Other designers, too, feel devices will dictate the next change in the industry. While TV serials had ushered in bright colours, tech devices are usually white, black or grey and may usher in a preference for muted shades in future.
Another preference shift is in favour of trendy interiors that last only a few years from durable interi-ors that survive decades. “People now want to change the look every five years. They want excitement in life,” said interior designer Ritu Duggal.
While frequent makeovers mean more business, there are many challenges that designers have to confront now. If TV serials had introduced the masses to the world of interiors a )decade-and-a-half ago, frequent trips abroad and internet on cellphone have increased their exposure — so much so that designers say their creating instincts are being stifled by customers who hire them but believe they now know everything about the trade.
“The interior market has exploded. In the past 15 years, business has increased five times. If there were 350-400 designers in Kolkata earlier, now there are more than 2,000 in business. But only one in five customers actually gives designers the creative freedom. Most of them dictate what they want, and it is either something they have seen on a trip abroad or on the internet. We are becoming copy cats,” rued veteran interior professional Ajit Kumar Jain.

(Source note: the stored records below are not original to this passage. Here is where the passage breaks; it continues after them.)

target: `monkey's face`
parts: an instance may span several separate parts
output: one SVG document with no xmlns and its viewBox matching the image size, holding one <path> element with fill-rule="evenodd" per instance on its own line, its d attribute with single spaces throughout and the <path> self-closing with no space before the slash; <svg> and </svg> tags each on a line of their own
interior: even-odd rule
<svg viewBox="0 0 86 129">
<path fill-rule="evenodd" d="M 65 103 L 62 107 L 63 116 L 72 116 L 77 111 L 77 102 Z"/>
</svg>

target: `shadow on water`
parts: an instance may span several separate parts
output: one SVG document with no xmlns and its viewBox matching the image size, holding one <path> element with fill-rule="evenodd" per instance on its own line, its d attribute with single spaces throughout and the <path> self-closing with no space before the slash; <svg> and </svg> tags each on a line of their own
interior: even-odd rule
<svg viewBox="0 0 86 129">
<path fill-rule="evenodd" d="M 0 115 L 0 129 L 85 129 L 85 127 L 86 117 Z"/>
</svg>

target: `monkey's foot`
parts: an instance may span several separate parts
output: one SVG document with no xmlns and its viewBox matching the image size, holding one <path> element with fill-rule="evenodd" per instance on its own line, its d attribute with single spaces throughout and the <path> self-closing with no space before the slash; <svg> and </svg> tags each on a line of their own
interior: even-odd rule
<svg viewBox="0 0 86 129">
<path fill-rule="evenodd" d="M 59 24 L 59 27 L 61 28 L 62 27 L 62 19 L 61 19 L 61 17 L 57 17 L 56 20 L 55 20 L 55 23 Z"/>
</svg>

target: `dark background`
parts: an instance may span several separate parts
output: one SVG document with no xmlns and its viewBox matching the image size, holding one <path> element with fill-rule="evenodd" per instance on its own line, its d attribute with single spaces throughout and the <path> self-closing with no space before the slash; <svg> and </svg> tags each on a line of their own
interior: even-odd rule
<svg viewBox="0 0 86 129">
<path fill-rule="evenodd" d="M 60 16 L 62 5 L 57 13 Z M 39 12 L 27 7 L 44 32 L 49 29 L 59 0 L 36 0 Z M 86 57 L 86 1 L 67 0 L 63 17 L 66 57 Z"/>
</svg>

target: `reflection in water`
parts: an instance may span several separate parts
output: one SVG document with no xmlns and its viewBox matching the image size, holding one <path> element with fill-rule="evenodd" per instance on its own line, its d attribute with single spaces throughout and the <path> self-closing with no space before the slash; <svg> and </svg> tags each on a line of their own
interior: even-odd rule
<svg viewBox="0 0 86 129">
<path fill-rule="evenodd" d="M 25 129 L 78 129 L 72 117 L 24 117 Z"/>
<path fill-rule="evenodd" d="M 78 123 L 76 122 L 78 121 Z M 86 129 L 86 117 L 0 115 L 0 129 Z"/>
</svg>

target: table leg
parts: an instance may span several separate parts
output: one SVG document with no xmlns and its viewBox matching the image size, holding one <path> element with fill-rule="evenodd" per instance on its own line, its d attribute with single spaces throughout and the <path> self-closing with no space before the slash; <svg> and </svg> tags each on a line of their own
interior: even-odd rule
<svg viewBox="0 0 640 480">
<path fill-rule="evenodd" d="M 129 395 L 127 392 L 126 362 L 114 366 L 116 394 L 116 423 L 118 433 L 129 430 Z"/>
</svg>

Speaking to TOI, many designers said they felt demotivated by clients’ demands to simply copy others’ ideas. “Interiors of a house should reflect the personality of people who live in it. The process of designing the interiors is a collaborative one, with us getting to know the clients and their requirements, designing the home, consulting the client, factoring in changes and then executing it. But when customers believe they know everything and dictate everything, one is left wondering what our role is,” said designer Abhijit Saha.